Three weeks ago, Hannah was beside herself fearing Zac was about to become one of those grim statistics after a blood test revealed his white blood cell count had rocketed.
‘He’d had chemotherapy and was wiped out,’ she says.
‘When he’s like that your life stops until he’s back running around doing normal things again, because you’re thinking, ‘what if he gets a seizure? What if he stops breathing? What if he has toxicity?’
‘He’d had a blood test but the results hadn’t come back while we were at the hospital so I phoned up the ward afterwards.
‘The nurse started reading them out. His haemoglobin was 112, which is fine for him. His platelets were 300, which is brilliant. Then she said his white cell count was 12.4.
‘The only time it was that high was at diagnosis. Then he had the chemotherapy that eventually put him into remission and after that he’d never gone above four or five.
‘It was like, you know when you start to drive and you see an ambulance go past with flashing blue lights you do that…’ she takes a sharp, quick breath to demonstrate ‘…because you think someone is dying.’
It was literally one of those moments. Suddenly I was like, ‘the cancer’s spreading. What else can be happening?’
The nurse said the results hadn’t been checked so she was going to get someone to look at them.

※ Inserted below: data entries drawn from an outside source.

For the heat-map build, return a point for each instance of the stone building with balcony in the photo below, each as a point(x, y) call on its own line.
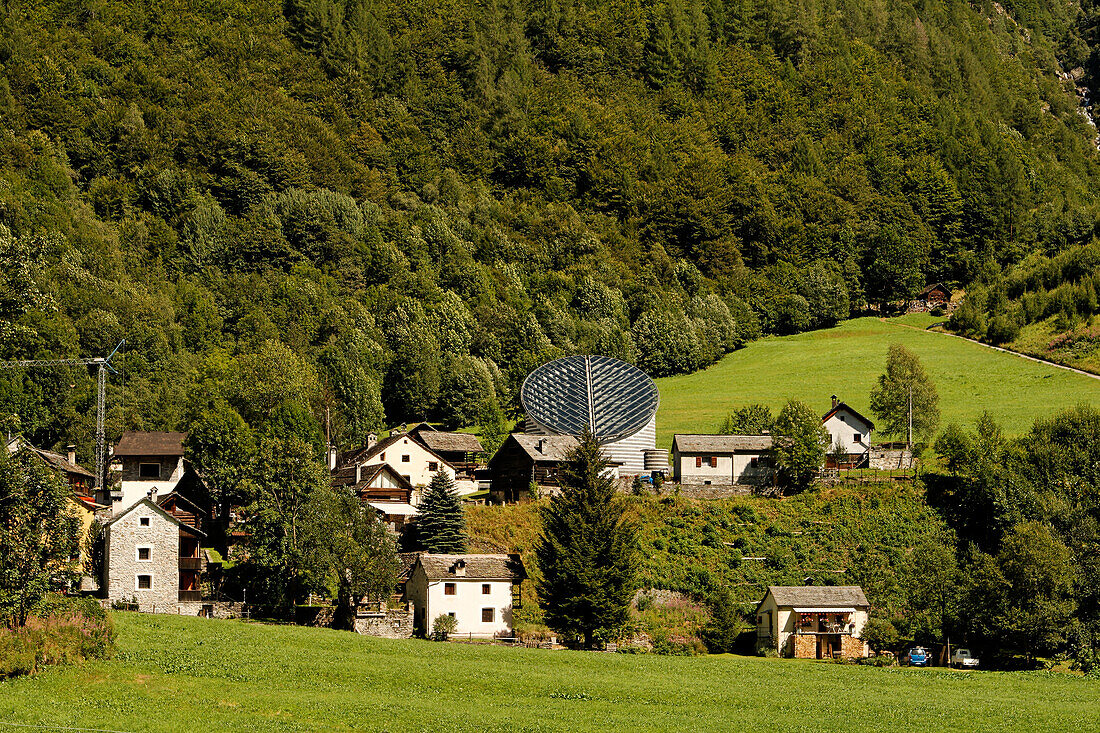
point(153, 560)
point(813, 622)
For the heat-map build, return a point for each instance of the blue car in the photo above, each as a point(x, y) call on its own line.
point(917, 657)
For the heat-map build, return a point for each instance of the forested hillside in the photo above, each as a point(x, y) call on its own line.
point(396, 209)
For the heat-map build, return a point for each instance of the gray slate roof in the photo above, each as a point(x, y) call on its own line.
point(554, 447)
point(722, 444)
point(483, 567)
point(142, 442)
point(822, 597)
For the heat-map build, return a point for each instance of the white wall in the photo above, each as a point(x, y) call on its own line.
point(842, 428)
point(465, 604)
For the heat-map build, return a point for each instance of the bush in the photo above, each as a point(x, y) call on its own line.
point(63, 631)
point(443, 626)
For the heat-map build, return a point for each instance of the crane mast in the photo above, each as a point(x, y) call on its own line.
point(102, 364)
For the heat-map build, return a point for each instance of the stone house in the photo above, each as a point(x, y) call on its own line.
point(145, 462)
point(525, 459)
point(722, 460)
point(813, 622)
point(481, 591)
point(154, 558)
point(850, 431)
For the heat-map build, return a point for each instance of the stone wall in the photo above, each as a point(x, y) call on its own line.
point(394, 623)
point(123, 538)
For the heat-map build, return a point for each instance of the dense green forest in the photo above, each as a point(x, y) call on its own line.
point(396, 209)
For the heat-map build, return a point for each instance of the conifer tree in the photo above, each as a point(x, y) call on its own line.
point(587, 551)
point(441, 522)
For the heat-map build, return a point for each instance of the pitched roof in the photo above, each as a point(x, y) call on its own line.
point(554, 447)
point(450, 441)
point(162, 512)
point(483, 567)
point(722, 444)
point(823, 597)
point(142, 442)
point(366, 453)
point(840, 406)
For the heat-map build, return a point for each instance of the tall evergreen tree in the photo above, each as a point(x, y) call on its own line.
point(587, 551)
point(441, 524)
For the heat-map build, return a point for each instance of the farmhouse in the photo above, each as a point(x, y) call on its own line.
point(528, 459)
point(480, 591)
point(409, 459)
point(849, 431)
point(813, 622)
point(381, 488)
point(722, 460)
point(152, 557)
point(145, 461)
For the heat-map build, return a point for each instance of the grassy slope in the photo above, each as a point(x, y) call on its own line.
point(177, 674)
point(848, 359)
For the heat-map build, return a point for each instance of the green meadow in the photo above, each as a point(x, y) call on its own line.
point(175, 674)
point(847, 360)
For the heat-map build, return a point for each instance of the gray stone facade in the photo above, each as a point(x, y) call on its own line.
point(125, 536)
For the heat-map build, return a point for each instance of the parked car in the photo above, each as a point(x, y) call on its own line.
point(917, 657)
point(964, 659)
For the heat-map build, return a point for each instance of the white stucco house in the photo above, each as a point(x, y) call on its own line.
point(850, 431)
point(481, 591)
point(722, 460)
point(813, 622)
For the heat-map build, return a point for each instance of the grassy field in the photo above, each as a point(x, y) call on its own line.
point(848, 359)
point(176, 674)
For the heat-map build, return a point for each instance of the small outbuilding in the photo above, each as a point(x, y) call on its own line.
point(813, 622)
point(480, 591)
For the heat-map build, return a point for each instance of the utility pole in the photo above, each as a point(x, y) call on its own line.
point(101, 364)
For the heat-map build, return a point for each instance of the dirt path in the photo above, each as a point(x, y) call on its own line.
point(1001, 349)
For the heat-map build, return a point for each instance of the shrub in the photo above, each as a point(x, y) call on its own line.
point(62, 631)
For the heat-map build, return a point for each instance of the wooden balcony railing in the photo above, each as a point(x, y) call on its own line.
point(190, 564)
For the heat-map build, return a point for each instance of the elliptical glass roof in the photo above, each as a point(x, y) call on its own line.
point(609, 396)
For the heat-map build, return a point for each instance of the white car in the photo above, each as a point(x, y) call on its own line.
point(964, 659)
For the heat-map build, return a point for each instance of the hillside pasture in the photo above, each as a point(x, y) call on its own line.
point(847, 360)
point(176, 674)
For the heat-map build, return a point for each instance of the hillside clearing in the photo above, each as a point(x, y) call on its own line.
point(175, 674)
point(847, 360)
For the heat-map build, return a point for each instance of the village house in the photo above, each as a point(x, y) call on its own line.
point(524, 460)
point(381, 488)
point(480, 591)
point(933, 296)
point(461, 450)
point(409, 459)
point(145, 462)
point(850, 434)
point(153, 558)
point(813, 622)
point(722, 460)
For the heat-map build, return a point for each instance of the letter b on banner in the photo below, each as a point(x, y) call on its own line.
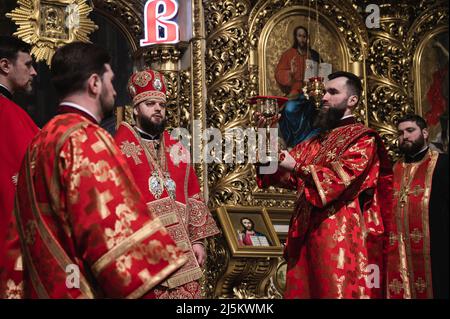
point(158, 25)
point(73, 276)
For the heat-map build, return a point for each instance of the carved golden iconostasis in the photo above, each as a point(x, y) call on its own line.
point(232, 55)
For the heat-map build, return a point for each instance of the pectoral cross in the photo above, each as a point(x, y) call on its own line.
point(396, 286)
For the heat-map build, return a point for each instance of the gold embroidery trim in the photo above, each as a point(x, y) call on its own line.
point(34, 277)
point(146, 231)
point(426, 222)
point(48, 238)
point(169, 219)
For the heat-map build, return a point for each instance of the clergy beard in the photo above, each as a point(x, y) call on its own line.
point(412, 147)
point(151, 128)
point(328, 118)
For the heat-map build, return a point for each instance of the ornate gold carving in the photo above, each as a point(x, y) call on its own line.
point(48, 25)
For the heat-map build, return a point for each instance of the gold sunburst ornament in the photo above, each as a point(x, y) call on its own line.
point(50, 24)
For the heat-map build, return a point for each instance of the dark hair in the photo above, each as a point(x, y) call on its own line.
point(295, 43)
point(413, 118)
point(11, 46)
point(353, 82)
point(74, 63)
point(248, 219)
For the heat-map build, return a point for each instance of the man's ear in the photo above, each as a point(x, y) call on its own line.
point(94, 84)
point(352, 101)
point(5, 65)
point(425, 134)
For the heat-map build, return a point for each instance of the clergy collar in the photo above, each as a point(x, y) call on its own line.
point(147, 136)
point(69, 107)
point(5, 92)
point(418, 156)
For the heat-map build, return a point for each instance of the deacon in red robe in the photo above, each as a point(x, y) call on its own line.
point(84, 229)
point(418, 232)
point(334, 244)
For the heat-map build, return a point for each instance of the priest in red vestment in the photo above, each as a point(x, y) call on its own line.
point(162, 170)
point(418, 232)
point(84, 229)
point(290, 70)
point(16, 131)
point(342, 175)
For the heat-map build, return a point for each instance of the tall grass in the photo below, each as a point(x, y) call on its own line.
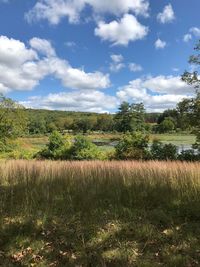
point(110, 197)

The doctor phoned back and said, ‘Pack a bag, come in, we’ll re-do the tests.’
‘I was trying to pack a bag, crying and Googling at the same time to see what the signs of relapse are.
‘We got there, had the tests and went into the ward. I kept Googling. It was literally panic. I was thinking, ‘That’s it. We’re never going to come out of hospital again.
‘We’ve come in now and we’re not going to leave. We’ll just be in-patients and he’ll die. He’s relapsing and it’s going to spread.’
‘With near-haploid, once they relapse the cancer is so aggressive it’s resistant to everything. Death is usually rapid. You haven’t got much time. I’m not religious, but I prayed. What else can you do?
‘You’ve got nothing else to give, nothing that can change the circumstances other than the thoughts in your head to make your child live.’
Hannah waited for the results for nearly two hours. Thankfully, the second test revealed Zac’s white blood cell count had dropped.
She understands the steroids he is taking had caused the reading to spike. ‘That’s when I began to breathe again,’ she says.
‘Last week one of the few children in the world who has Zac’s cancer relapsed. It can happen just like that. Then you start thinking why? Why is near-haploid so aggressive and why did Zac get it?
‘Even now that still confuses me. You’d think I’d have put it to bed by now.
‘Even the other week, when I had a clinic meeting with our oncologist, I asked him how he got it.
‘Have I given him something? Have I done something that’s caused him to have it? Is it my fault? What did I do wrong?
‘I want that answer, but maybe it’s an answer I’ll never get.’
Hannah pulls a sort of enough-of-that-it’s-Christmas-time face.
‘We’re going to make this Christmas as good as we can,’ she says.
‘We’re seeing if we can sort out a Father Christmas at the hospital for when we take him up on Christmas morning and we’ll make sure there’s some presents there for him and Leo. We’ll tell him Santa didn’t know whether he’d be in hospital or not.
‘Then, once he’s had some chemotherapy, we’ll come back here and have our Christmas.
‘The chemo he’s going to be on is pretty harsh so he could feel like c**p, but even if he’s lying on the sofa, he’s here with us. I know Zac has got a really s**t prognosis, but at least he’s in remission.
‘If he stays there until January 29 so they can put the T cells in him which will spread through his whole body and destroy any tiny little cancer cells that are left then…then…’
She searches for the right words. ‘I feel as if…as if I’ll believe in…’
Christmas miracles?
Hannah nods. ‘That’s why we did the campaign to try to get him the Car-T therapy before he relapsed.
‘The money we had to raise, £500,000, seemed so huge, but through the generosity of people a miracle did happen.
‘We’ve got five weeks to go now. All we can do is pray, wait and wish.’